Cela reste quand même marginal par rapport au contexte international, car les restrictions d’exportation concernent des catégories de riz qui arrivent beaucoup moins en Europe et en France. Le riz basmati indien n’est pas majoritaire en France. L’Hexagone achète essentiellement du riz au Pakistan pour deux raisons : les systèmes de culture sont moins intensifs (moins de risques de résidus de pesticide) et les prix sont plus attractifs.

Aussi, la hausse des prix du riz en France peut s’expliquer par les prix à la production assez élevés dans le contexte inflationniste en Europe. Ces derniers contribuent en partie à la hausse des prix du riz à la consommation.

Que va-t-il arriver aux riziculteurs français ?
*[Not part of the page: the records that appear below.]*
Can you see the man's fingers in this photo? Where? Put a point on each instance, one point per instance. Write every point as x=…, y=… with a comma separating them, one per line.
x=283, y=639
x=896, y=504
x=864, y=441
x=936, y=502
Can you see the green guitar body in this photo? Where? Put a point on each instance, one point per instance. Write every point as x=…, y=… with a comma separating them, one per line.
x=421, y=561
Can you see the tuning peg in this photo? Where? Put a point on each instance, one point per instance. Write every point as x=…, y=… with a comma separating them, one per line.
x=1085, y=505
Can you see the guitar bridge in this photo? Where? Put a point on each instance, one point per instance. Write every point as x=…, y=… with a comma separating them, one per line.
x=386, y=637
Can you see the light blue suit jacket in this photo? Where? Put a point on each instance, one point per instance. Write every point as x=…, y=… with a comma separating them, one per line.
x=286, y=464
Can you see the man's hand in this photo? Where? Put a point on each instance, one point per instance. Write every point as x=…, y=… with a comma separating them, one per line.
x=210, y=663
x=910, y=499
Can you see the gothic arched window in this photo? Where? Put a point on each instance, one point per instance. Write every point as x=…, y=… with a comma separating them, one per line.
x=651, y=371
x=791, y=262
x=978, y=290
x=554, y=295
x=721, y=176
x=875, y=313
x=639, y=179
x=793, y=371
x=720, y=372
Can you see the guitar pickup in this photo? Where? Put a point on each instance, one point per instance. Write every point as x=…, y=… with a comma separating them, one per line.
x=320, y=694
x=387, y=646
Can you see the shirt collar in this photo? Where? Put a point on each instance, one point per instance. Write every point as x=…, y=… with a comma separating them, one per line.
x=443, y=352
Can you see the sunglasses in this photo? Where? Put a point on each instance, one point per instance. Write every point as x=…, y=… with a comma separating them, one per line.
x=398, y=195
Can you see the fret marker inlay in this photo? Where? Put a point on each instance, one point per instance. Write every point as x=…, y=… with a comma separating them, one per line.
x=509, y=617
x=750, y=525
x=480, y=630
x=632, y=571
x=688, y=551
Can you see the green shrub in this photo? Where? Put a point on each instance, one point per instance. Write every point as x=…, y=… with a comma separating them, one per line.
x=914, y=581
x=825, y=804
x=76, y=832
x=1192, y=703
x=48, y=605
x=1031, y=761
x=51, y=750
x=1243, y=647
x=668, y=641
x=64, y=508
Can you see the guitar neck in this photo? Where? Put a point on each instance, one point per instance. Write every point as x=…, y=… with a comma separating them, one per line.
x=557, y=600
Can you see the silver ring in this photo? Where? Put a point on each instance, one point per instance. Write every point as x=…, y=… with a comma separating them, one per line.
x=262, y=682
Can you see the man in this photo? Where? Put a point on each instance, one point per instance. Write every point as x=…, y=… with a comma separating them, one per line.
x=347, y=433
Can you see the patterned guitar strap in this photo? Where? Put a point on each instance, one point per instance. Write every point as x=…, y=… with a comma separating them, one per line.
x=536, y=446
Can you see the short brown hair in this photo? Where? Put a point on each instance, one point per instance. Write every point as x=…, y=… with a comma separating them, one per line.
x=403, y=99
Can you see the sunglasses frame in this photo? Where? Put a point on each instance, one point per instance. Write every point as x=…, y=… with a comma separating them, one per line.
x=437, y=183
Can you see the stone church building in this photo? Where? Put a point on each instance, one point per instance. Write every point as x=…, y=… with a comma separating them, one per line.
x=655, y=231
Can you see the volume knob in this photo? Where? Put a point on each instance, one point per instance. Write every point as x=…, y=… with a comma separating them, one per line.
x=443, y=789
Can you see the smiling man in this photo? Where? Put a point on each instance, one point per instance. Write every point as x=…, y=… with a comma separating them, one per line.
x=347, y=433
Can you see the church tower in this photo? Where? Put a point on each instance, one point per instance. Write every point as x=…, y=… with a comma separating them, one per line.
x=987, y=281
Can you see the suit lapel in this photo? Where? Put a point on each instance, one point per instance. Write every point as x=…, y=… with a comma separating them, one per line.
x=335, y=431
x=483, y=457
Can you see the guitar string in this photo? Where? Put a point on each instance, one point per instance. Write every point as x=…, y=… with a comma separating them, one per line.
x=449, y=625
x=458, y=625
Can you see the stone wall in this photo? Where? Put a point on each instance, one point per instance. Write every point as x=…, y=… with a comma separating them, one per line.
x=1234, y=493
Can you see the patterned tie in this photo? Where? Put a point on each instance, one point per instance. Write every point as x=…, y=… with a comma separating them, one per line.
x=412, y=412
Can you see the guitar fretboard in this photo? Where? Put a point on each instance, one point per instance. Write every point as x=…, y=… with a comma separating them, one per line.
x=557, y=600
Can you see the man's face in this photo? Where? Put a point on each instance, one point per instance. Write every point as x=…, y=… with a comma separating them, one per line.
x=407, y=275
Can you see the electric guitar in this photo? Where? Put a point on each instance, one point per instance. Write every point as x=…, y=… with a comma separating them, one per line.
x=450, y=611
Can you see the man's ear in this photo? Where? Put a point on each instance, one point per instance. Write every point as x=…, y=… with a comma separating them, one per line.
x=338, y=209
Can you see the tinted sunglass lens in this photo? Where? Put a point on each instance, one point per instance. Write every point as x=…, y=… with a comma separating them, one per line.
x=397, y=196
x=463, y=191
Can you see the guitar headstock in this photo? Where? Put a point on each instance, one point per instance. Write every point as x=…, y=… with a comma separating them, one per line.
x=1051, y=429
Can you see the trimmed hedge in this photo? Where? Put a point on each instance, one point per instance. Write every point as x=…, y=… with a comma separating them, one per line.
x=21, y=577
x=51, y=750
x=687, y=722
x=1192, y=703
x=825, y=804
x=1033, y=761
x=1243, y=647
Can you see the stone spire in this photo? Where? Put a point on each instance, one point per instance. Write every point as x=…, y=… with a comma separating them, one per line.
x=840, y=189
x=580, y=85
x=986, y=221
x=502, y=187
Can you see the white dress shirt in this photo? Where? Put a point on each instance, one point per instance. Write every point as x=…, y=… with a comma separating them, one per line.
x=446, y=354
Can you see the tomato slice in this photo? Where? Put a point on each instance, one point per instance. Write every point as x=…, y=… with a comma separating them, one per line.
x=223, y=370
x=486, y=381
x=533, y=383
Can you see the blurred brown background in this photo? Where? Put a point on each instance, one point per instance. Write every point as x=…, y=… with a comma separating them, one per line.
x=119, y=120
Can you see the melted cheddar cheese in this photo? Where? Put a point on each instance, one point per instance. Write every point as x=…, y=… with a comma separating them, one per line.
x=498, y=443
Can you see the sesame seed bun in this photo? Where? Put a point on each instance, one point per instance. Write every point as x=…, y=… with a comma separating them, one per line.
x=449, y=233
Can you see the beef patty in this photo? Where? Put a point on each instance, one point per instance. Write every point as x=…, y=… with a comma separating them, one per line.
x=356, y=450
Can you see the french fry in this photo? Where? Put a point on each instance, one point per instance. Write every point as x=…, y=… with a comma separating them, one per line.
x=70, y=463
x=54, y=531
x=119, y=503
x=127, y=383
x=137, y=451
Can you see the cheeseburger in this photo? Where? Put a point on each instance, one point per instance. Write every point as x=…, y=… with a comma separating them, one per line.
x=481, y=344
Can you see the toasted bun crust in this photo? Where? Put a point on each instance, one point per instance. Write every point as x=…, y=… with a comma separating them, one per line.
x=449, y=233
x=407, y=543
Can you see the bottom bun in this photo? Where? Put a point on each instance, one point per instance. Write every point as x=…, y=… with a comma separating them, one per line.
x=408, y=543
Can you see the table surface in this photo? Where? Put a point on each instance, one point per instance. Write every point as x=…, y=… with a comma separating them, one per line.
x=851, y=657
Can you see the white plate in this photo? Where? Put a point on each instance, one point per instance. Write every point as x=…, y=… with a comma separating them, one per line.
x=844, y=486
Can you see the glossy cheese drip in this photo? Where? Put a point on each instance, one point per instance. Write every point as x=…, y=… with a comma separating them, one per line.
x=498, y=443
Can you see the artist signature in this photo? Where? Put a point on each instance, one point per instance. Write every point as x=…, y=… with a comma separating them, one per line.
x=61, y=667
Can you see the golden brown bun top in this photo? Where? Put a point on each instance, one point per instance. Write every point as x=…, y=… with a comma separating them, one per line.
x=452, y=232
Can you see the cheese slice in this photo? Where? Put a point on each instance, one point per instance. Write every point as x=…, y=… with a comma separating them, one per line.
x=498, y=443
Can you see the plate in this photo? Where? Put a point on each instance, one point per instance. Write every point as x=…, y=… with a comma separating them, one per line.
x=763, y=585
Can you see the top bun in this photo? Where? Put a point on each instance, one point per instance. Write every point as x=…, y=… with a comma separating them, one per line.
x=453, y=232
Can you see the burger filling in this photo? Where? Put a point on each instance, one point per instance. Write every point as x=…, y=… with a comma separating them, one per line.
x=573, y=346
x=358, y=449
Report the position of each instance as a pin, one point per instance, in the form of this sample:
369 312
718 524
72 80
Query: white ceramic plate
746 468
La France ne produit qu’en Camargue et est très déficitaire en riz. Au total, la production française ne couvre que 15 % de la consommation nationale. Le riz camarguais occupe des segments de marché de niche et toute la production est vendue. Ce n’est pas parce qu’il y a ces limitations au niveau mondial qu’il s’agit d’une aubaine pour les producteurs camarguais.

De même, les prix élevés au niveau mondial n’entraîneront pas une augmentation significative des surfaces rizicoles en Camargue en 2024. De plus, on ne fait qu’une seule récolte par an en France, contrairement aux pays asiatiques qui opèrent jusqu’à trois récoltes par an. Les producteurs asiatiques ont l’opportunité d’être plus réactifs par rapport aux cours mondiaux tandis que les Français doivent attendre jusqu’au mois d’avril pour semer.

Quelles évolutions sont à prévoir ?

Les prix mondiaux commencent à se tasser depuis la fin d'août ou le début de septembre. Les pays importateurs diffèrent leurs achats de riz. Leurs gouvernements instaurent également des prix plafonds à la consommation pour protéger les populations.

Cela se répercute dans les négociations commerciales avec les pays exportateurs et des prix à la baisse. On entre aussi dans une période de récolte et un afflux d’offre d’exportation va avoir lieu. Traditionnellement, les cours mondiaux ont tendance à baisser pendant le dernier trimestre de l’année.

Il y a aussi des incertitudes vis-à-vis de la durée et les modalités des mesures prises par l’Inde ; des exceptions peuvent être mises en œuvre. En fait, cet arrêt des exportations est essentiellement politique à l’approche des élections indiennes (avril 2024) et la posture du gouvernement indien ne peut pas être totalement anticipée.